Memorial of Saint Aloysius Gonzaga, religious
(Genesis 13:2.5-18; Matthew 7:6.12-14)
If Abram, whose name means “exalted father,” is to generate a truly great nation, he must overcome the vices of greed and treachery. Diligence and magnanimity befit one whose descendants will number like particles of dust on the earth. The reading from Genesis first indicates that Abram has already become rich through hard work. Then it shows his golden disposition. When Abram realizes that his and his nephew Lot’s households have grown too complex to coexist, he tells Lot that the two clans must separate. He neither dictates which land will be his nor suggests that a flip of coin determine who gets what. Rather he proves himself more than fair by giving Lot his preference. Shrewdly but ultimately unwisely, Lot picks the more favorable plains to the east. There he will mix with city dwellers who incur God’s wrath. Meanwhile, God blesses Abram’s nobility of spirit with what has been known as the “Promised Land.”

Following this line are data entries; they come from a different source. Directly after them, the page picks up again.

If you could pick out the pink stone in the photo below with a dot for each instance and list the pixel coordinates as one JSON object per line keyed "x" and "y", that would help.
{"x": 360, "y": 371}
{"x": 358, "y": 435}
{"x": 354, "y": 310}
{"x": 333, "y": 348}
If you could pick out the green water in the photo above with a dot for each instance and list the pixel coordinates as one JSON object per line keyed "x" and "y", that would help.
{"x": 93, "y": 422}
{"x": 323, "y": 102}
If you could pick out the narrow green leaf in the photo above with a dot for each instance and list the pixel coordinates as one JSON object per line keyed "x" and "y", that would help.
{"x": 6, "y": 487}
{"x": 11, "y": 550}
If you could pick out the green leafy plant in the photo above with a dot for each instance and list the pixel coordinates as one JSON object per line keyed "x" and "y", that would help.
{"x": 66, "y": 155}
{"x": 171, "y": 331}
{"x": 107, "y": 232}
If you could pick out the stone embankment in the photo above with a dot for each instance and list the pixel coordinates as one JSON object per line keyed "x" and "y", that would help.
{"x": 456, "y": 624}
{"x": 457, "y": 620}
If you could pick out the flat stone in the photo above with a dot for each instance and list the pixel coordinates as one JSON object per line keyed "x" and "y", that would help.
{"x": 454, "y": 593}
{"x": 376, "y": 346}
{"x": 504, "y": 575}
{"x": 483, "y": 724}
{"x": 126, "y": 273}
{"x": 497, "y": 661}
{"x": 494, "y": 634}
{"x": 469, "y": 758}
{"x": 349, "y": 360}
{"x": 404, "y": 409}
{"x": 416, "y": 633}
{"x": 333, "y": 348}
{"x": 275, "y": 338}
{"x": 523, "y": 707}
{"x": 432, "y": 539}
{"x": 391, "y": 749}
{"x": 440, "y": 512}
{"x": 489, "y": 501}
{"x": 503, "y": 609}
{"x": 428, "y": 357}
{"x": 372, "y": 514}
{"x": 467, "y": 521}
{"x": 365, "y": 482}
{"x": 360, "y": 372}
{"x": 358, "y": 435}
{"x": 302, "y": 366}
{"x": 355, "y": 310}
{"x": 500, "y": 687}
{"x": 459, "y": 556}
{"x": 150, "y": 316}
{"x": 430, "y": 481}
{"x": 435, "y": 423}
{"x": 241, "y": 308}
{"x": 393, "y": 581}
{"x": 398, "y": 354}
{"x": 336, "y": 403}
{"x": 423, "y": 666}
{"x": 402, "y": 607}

Today the Church honors St. Aloysius Gonzaga. Like Abram he showed himself to be prudent in face of ambition. Seeing how his family was corrupted by power, Aloysius gave up his claim to nobility. Unlike the patriarch of Jews, Christians and Muslims, however, he was a young man when he showed willful self-restraint. But his virtue never went unnoticed. His courage and determination caused a sensation in Italy. He died young in the late sixteenth century caring for people infected with the plague. Since the first part of the eighteenth century he has been recognized as the patron of youth. For this reason his Jesuit order has named many universities and high schools after him.